Realm

Vision
Images and video. Straight to the model.

From raw media to model-ready tensors.

Image Processing
01

Image Processing

Resize, normalize, crop, flip, rotate, and blur — all dispatched in a single pipeline. Batch preprocessing for training datasets runs without leaving the accelerator.

Video Decode
02

Video Decode

Hardware-accelerated decode for H.264, H.265, and AV1. Frames land directly as ML-ready tensors. No staging copies. No intermediate formats the model never asked for.

ML Bridge
03

ML Bridge

Every decoded frame converts to a normalised BF16 NCHW tensor in one call. The same source frame feeds model input and preview output simultaneously.

Cross-Vendor
04

Cross-Vendor

Runs on NVIDIA, AMD, Intel, and Qualcomm. Hardware YCbCr conversion is used when available; a compute fallback activates automatically on devices that do not expose it.

Everything between your media and your model.

01

GPU Image Transforms

Resize with bilinear interpolation, channel normalisation, Gaussian blur, crop, flip, and rotation — each available as a standalone call or chained in a pipeline. Inputs and outputs are tensors; no CPU roundtrip required.

02

JPEG & PNG Ingest

Load a file path or in-memory buffer and receive a device tensor in one call. Optional resize and ImageNet normalisation happen on the way in. Batch variants process entire dataset shards in a single submission.

03

Hardware Video Decode

H.264, H.265, and AV1 streams decode through the GPU video engine. The decoded frame never touches system memory on the fast path — it transitions directly to shader-readable layout for conversion.

04

Frame-to-Tensor Conversion

A single call converts any decoded frame to a `[1, 3, H, W]` BF16 tensor with optional ImageNet normalisation. Hardware colour-space conversion is preferred; a shader-based fallback covers the rest.

05

Capability Queries

Query which codecs the device supports, maximum resolution per codec, and whether hardware colour conversion is available — before opening a session. No surprises at decode time.

06

Preview Output

The same decoded frame that feeds a model can be routed to an RGBA output for display. Aspect-fit, crop-fill, and integer-scale modes are compositor push constants — no decoder restart required.

Clean surface. No ceremony.

Each operation is a direct call. No pipeline objects to configure before you can resize an image. No session lifecycle for a normalisation pass. Stateful resources — decoders, encoders — exist where they earn their keep.

Image_ingest

auto image = OaJpegDecoder::DecodeFileToGpu(rt, path);
auto resized = OaFnVision::Resize(rt, image, 224, 224);
auto input = OaFnVision::Normalize(rt, resized, imagenet);
// input → [1, 3, 224, 224] BF16 — ready for inference
01

Load and preprocess an image

One call from file path to normalised GPU tensor.
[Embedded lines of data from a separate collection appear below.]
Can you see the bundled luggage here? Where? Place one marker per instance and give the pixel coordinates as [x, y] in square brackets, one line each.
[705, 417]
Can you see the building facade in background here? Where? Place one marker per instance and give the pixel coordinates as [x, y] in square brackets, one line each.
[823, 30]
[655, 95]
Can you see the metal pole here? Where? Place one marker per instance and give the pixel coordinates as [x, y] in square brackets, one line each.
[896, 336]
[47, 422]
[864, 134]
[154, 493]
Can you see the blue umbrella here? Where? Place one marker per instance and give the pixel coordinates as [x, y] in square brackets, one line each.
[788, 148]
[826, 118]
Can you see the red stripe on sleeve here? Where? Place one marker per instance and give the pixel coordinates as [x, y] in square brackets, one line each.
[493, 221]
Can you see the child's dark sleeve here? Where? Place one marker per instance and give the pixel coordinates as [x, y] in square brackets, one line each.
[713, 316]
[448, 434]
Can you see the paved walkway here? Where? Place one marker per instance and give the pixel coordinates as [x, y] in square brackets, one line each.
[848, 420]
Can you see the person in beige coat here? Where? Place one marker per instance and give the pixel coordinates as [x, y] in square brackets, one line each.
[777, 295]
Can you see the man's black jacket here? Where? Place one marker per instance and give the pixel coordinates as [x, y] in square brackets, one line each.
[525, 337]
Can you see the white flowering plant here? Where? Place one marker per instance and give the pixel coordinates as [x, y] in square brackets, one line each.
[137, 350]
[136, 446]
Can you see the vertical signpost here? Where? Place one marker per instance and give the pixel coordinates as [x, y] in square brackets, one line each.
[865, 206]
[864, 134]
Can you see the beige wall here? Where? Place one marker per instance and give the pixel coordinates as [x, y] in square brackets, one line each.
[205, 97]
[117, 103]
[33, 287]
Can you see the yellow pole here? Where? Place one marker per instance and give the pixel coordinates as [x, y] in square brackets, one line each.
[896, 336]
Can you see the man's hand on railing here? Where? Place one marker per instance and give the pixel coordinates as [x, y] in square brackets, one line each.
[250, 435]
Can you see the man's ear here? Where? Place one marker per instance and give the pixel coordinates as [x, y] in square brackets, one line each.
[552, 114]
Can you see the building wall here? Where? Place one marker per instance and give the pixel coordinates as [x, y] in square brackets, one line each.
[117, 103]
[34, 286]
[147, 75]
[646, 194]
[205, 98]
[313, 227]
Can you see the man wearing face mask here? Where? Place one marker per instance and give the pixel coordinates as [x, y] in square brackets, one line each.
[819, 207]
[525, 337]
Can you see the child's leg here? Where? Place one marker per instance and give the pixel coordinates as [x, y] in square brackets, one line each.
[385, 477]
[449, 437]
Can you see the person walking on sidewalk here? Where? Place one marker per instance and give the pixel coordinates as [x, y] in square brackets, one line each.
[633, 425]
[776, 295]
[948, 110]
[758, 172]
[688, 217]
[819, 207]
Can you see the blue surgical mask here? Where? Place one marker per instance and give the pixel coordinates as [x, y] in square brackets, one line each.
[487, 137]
Resize and ImageNet normalisation happen on the device.

Video_decode

auto decoder = OaVideoDecoder::Create(rt, {
.Codec = OaVideoCodec::H264,
.Width = 1920, .Height = 1080,
});
auto input = decoder.DecodeFrameToBf16(accessUnit);
// input → [1, 3, 1080, 1920] BF16
02

Decode video to ML tensor

Open a decoder session, submit a compressed access unit, receive a normalised tensor in the same call.

Standard formats. Hardware decode where available.

The Vision runtime queries the device at startup and selects the optimal path per format — hardware decode engine, hardware colour conversion, or shader-based fallbacks — without any configuration on your end.

H.264 / AVC

Hardware decode

H.265 / HEVC

Hardware decode

AV1

Hardware decode

JPEG / PNG

CPU decode, GPU upload

Zero-copy decode path

Decoded frames stay on the device from the moment they leave the video engine. The frame transitions directly to shader-readable layout — no read-back, no re-upload.

Hardware colour conversion

YCbCr-to-RGB conversion uses the GPU sampler hardware when available. The compute fallback activates automatically on devices where the hardware path is absent or restricted.

Simultaneous ML and preview

One decoded frame can produce both a normalised ML input tensor and an RGBA preview frame in the same dispatch sequence. No second decode, no duplicate memory.